Once in a while, I hear a customer story that is packed full of data rather than the more common stories that talk to vaguely defined benefits. Such was the case at Neptune Software's annual customer event where Fonterra, the world's fifth largest dairy producer talked about optimizing plant maintenance operations.
To give you an idea of scale, the Fonterra asset footprint is spread across 10,000 farms, plant maintenance consumes about $70 million in labor and a total of $225 million in R&M with an additional $150 million in capital investment to maintain the $15.6 billion asset base.
Dan 'Chuck' Norris, general manager engineering talked about the journey Fonterra has been on and how that translates to measurable benefit. He said:
A typically immature organization starts in the 25-30% labor utilization region and by refining process, you can get to around 38%. That's about operating discipline. The best practice benchmark is about 55% utilization but I wanted ot get to around 45% since 55% wasn't a strategic imperative. If you want to jump from the 38% to 45% you really need to have a pretty good core process in place first or otherwise, you're putting lipstick on a pig.
Check out how this works in Fonterra's world:
— ⒹⒺⓃ•Ⓗ ㋡ (@dahowlett) June 25, 2019
Norris moved on to discuss different methods of discovering ROI opportunities. In Fonterra's case, the company chose to shadow technicians, measuring across three metrics; tool time (productive), incidental but necessary activities and waste.
This helped us work out the frustrations, impediments, the good things and the bad things. What we ultimately want to achieve are improvements in the effective time the technician is adding value back to the asset (on which they're working,) while getting rid as much as possible of the wastes - the lean concept - but there are some things you're going to have to do in maintenance that are just pains in the arse such as managing your SAP system and permitting which you have to do when working in dangerous activities. So for example, 45 minutes of a day spent on data entry is a hell of an opportunity.
By the numbers
In the illustrated example, Norris discovered that following the pilot, savings of $3.08 million were achievable split up into $2,308 on rework, $3,193 on travel and $7,562 on SAP related admin tasks per technician per year.
These are the kinds of number that get the executives excited and bought into a Neptune project. It's not what you want to talk to the maintenance department about because in a unionized environment they think it means reduced headcount.
In order to assess real-world effectiveness of the solution, Fonterra deployed a control group that didn't use the solution and then measured against environments where the solution was in place. This helped demonstrate the value potential over time. The amount of uplift in getting more work done gave Fonterra an immediate justification and reason for moving forward with the Neptune/BlueWorx solution.
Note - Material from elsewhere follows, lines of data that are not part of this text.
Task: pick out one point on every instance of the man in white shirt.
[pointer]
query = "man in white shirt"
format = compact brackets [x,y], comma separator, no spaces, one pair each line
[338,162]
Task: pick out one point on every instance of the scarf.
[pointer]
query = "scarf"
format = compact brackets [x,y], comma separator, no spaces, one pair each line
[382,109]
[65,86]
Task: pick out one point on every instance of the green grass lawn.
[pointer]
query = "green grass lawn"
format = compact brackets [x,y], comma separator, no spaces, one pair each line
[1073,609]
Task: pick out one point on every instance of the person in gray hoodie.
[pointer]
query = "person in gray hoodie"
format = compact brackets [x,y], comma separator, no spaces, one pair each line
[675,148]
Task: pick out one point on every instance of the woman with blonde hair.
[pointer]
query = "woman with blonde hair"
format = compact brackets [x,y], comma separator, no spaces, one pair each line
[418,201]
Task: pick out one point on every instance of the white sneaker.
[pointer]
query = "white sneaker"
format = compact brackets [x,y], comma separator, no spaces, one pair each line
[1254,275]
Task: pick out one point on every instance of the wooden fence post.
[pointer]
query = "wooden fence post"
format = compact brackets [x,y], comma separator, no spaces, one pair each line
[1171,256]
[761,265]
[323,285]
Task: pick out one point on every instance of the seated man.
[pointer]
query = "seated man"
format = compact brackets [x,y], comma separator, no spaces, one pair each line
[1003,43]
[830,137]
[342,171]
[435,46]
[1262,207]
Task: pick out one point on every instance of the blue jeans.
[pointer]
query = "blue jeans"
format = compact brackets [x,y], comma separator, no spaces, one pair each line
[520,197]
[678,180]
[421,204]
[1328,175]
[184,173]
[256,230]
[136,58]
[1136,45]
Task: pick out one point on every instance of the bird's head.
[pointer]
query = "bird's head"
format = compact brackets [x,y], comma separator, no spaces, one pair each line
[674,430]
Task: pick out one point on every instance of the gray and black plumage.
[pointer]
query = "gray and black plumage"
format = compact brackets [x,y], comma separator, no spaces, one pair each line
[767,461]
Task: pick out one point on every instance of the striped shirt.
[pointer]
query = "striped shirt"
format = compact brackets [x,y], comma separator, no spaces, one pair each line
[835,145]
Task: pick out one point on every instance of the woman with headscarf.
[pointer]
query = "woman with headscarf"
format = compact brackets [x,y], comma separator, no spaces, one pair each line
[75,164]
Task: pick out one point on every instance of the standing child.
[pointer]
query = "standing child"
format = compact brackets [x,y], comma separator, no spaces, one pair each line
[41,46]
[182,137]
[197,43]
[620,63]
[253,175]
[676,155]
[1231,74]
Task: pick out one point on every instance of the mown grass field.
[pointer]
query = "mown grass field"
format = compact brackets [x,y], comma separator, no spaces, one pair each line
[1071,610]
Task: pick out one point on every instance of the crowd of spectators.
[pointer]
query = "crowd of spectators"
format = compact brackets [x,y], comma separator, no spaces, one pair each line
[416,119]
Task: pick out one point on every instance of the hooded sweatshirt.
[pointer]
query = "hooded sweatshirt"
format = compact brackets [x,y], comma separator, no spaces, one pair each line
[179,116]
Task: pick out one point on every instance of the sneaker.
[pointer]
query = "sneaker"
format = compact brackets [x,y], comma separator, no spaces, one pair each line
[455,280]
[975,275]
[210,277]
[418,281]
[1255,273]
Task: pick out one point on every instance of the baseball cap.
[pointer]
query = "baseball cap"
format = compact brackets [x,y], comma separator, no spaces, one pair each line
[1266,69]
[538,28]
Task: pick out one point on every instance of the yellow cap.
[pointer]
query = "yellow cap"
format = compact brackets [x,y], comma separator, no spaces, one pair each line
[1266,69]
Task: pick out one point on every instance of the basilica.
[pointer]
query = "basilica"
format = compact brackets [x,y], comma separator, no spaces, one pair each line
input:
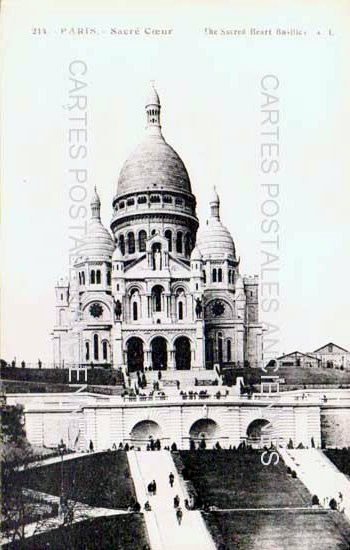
[157,292]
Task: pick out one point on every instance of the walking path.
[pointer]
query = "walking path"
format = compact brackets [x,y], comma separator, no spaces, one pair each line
[54,459]
[320,475]
[163,529]
[81,512]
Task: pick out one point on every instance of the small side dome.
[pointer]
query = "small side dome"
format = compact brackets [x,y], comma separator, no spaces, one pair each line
[98,243]
[117,255]
[196,254]
[239,283]
[153,97]
[214,197]
[215,240]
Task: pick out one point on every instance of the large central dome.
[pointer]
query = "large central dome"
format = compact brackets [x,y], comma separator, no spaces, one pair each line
[154,195]
[153,165]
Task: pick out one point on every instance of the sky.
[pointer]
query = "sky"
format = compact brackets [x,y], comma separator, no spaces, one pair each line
[214,90]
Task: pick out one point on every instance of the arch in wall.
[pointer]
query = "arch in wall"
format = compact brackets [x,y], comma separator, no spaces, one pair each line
[259,432]
[144,431]
[204,428]
[142,237]
[169,237]
[134,352]
[131,243]
[182,347]
[157,298]
[159,351]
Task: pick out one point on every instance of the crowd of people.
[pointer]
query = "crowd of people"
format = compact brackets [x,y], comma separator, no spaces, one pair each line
[152,491]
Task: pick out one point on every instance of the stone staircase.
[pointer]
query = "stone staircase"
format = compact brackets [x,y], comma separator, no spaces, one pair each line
[319,475]
[163,530]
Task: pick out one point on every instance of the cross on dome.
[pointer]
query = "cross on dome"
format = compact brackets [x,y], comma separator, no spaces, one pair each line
[95,204]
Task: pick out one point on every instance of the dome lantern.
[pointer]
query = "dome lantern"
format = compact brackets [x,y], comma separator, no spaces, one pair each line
[214,240]
[95,204]
[215,205]
[153,111]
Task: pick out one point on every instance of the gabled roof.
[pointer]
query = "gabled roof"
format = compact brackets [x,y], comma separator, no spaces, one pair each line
[330,344]
[294,353]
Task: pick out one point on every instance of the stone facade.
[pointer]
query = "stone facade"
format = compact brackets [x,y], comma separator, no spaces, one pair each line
[155,294]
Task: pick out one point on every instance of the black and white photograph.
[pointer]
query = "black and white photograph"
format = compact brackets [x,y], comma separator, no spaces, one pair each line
[175,346]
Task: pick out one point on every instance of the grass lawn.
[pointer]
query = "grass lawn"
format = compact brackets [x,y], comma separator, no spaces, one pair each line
[293,375]
[280,530]
[127,532]
[101,480]
[341,459]
[232,479]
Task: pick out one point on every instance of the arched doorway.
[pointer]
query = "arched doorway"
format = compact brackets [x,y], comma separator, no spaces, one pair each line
[135,354]
[206,429]
[159,353]
[183,353]
[259,433]
[143,432]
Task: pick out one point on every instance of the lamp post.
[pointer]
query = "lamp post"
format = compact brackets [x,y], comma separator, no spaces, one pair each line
[61,450]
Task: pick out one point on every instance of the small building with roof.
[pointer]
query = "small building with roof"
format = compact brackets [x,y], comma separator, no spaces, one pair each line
[297,359]
[331,355]
[152,294]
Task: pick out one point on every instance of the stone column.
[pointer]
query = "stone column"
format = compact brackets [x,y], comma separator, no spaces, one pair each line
[118,355]
[239,340]
[147,357]
[199,360]
[171,359]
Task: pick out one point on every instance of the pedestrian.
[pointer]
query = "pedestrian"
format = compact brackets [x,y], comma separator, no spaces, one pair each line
[154,487]
[179,515]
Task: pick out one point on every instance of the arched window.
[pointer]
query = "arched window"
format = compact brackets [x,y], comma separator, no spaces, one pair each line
[188,243]
[157,292]
[142,240]
[228,350]
[87,351]
[179,242]
[169,237]
[220,347]
[122,244]
[105,350]
[95,347]
[131,243]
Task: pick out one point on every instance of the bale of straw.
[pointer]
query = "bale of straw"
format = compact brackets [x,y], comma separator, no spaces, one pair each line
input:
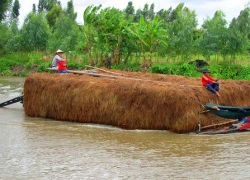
[157,102]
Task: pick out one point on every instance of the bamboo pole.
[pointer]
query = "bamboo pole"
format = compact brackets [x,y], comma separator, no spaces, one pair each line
[118,74]
[119,77]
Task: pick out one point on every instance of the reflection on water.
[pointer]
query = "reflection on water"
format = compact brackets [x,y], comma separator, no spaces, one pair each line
[35,148]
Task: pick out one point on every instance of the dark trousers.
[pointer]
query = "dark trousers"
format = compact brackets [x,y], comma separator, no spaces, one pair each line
[214,87]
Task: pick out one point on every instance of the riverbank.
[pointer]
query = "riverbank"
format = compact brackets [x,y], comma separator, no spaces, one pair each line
[23,64]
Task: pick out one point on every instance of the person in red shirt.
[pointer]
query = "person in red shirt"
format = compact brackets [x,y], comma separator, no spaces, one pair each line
[210,83]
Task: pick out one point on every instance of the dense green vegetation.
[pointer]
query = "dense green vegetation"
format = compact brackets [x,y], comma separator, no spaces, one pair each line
[128,39]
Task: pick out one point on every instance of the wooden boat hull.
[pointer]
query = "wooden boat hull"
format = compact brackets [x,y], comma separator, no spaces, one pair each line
[229,112]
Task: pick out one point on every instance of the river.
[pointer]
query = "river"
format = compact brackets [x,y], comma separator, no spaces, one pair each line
[36,148]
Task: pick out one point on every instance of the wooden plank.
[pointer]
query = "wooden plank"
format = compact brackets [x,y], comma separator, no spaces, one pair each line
[118,74]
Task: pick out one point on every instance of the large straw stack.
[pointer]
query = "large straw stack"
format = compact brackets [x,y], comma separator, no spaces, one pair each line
[150,101]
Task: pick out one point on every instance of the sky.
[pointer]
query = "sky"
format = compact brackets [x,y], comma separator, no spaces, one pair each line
[203,8]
Change happens - when you let it
But there were some other things that emerged along the way in the area of changed behavior.
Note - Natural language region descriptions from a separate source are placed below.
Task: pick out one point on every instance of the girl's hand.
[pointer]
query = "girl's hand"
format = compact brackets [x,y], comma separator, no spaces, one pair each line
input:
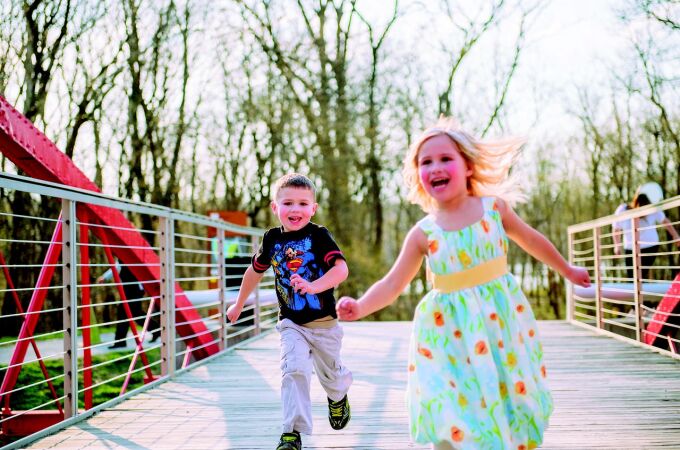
[301,285]
[233,313]
[348,309]
[578,275]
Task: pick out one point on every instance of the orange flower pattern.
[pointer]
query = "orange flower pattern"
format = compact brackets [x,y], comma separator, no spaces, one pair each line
[475,353]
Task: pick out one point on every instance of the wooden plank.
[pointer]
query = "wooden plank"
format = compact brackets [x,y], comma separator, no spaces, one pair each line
[607,395]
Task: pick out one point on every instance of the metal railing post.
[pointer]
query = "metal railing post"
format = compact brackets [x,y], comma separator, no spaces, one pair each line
[167,289]
[221,279]
[256,311]
[637,278]
[570,286]
[598,277]
[70,302]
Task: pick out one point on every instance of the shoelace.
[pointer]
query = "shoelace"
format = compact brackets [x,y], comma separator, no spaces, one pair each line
[336,411]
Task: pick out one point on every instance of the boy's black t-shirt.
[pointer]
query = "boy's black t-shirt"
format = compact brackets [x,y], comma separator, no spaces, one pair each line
[309,252]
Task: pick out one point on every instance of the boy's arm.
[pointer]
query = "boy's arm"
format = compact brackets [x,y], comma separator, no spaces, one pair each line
[248,284]
[336,275]
[538,246]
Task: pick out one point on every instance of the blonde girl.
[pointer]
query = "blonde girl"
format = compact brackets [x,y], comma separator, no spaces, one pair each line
[476,378]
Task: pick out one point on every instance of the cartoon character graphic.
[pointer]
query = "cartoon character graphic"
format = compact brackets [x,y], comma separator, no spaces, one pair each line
[296,257]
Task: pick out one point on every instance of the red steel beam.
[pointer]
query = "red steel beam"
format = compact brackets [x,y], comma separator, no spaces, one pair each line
[31,151]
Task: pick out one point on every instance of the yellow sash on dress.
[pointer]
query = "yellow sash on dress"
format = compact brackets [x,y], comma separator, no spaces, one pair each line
[474,276]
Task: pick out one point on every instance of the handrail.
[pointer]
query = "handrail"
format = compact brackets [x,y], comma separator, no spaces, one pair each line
[635,295]
[204,283]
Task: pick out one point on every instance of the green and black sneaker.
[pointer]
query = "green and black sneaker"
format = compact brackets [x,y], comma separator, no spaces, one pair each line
[339,413]
[290,441]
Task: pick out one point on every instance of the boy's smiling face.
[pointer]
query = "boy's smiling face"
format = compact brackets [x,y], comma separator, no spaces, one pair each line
[294,207]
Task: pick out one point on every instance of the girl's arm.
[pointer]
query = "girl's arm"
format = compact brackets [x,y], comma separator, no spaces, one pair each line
[386,291]
[249,282]
[336,275]
[538,246]
[671,230]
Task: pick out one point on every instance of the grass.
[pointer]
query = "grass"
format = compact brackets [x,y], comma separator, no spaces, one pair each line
[40,394]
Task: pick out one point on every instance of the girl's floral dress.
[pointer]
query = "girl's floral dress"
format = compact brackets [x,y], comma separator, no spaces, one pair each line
[476,374]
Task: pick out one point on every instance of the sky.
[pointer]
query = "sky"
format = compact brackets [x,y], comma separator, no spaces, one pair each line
[575,43]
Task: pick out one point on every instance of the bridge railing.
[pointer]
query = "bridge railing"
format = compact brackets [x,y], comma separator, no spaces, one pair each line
[635,293]
[72,276]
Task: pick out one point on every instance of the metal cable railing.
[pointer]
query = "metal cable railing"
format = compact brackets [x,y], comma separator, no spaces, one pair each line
[108,297]
[635,293]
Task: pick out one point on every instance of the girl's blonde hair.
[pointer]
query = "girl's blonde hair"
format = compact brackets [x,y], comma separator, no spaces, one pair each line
[490,162]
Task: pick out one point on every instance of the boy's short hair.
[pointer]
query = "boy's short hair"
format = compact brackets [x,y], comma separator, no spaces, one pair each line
[294,180]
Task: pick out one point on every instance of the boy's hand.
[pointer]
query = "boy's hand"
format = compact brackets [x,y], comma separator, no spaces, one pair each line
[301,285]
[579,276]
[233,313]
[348,309]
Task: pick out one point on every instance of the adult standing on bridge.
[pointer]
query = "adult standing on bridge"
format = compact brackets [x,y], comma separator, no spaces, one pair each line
[649,236]
[308,265]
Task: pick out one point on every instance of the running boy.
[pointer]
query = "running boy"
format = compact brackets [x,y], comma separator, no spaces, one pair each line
[307,265]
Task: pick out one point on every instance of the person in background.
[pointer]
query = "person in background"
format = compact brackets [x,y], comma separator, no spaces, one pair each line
[648,235]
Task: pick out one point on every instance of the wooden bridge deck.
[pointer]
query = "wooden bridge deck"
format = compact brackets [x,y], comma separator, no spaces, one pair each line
[608,395]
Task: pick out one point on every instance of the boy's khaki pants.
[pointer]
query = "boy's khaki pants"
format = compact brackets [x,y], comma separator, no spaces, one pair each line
[302,348]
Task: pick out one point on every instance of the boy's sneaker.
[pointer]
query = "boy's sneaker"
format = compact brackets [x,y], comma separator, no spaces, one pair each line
[339,413]
[290,441]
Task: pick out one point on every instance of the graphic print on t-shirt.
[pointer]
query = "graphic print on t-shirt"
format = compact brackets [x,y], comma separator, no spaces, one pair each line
[296,257]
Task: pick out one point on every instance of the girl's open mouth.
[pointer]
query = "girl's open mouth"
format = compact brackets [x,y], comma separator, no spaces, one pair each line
[439,183]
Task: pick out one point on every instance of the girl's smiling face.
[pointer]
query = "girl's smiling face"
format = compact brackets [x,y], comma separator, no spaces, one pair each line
[294,207]
[442,169]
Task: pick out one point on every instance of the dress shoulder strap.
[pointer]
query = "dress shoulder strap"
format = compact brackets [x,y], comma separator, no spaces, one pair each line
[489,203]
[427,224]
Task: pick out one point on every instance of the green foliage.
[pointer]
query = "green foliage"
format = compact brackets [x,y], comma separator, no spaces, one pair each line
[38,395]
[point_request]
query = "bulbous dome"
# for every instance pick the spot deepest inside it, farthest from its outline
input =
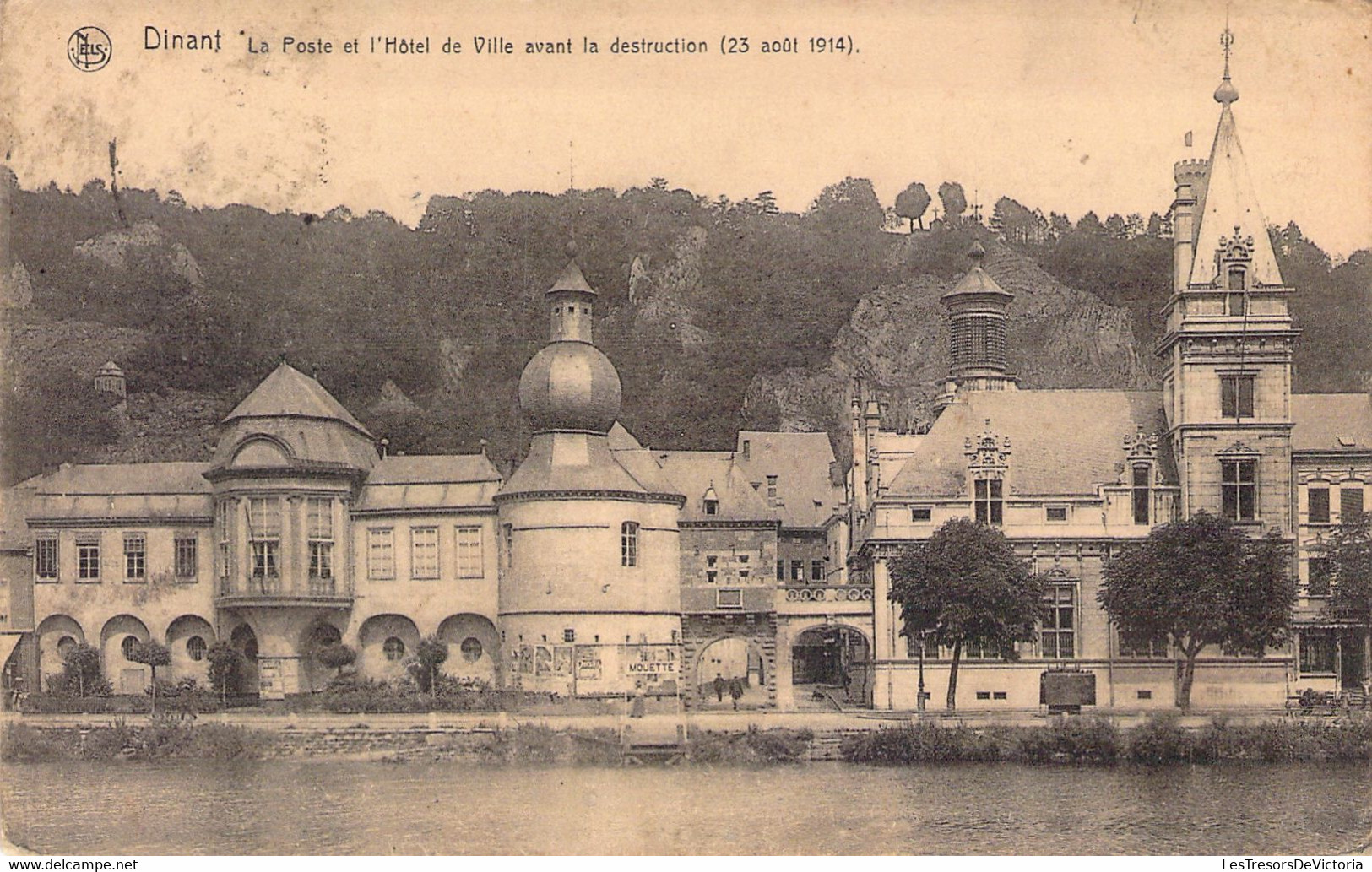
(570, 386)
You've got an extremely educated and unionized workforce who are taught how to ask why and typically maintenance people are one of the more difficult cultures to lead. Yet we had people logging into the app on a Sunday night, on their own device at home in their own time to look at what they had lined up for the following workforce. That's unheard of in my world. That's a phenomenal amount of change so a really good outcome beyond the dollars and cents, which for most engineering departments is what they really want. They don't want another app to go around collecting master data and updating their SAP system, they want people invested in what they're doing, the quality of the work they're doing in the execution space.
A manager who travels for 25 hours to deliver a 20-minute presentation has got skin in the game. Seeing not just data but obvious enthusiasm for a solution that delivers value which is organically changing the business without intervention is something unexpected, yet welcome.
More interestingly, Norris confessed to not being wholly conversant with Neptune but said that attending the event 'opened my eyes' to the potential for Planet 9.
As a side note, Norris mentioned that Fonterra is looking at protein and printed protein foodstuffs
We're not sitting around waiting for a Kodak moment when people move away from dairy...we're into the future of nutrition.
That will be interesting to follow in the months and years ahead.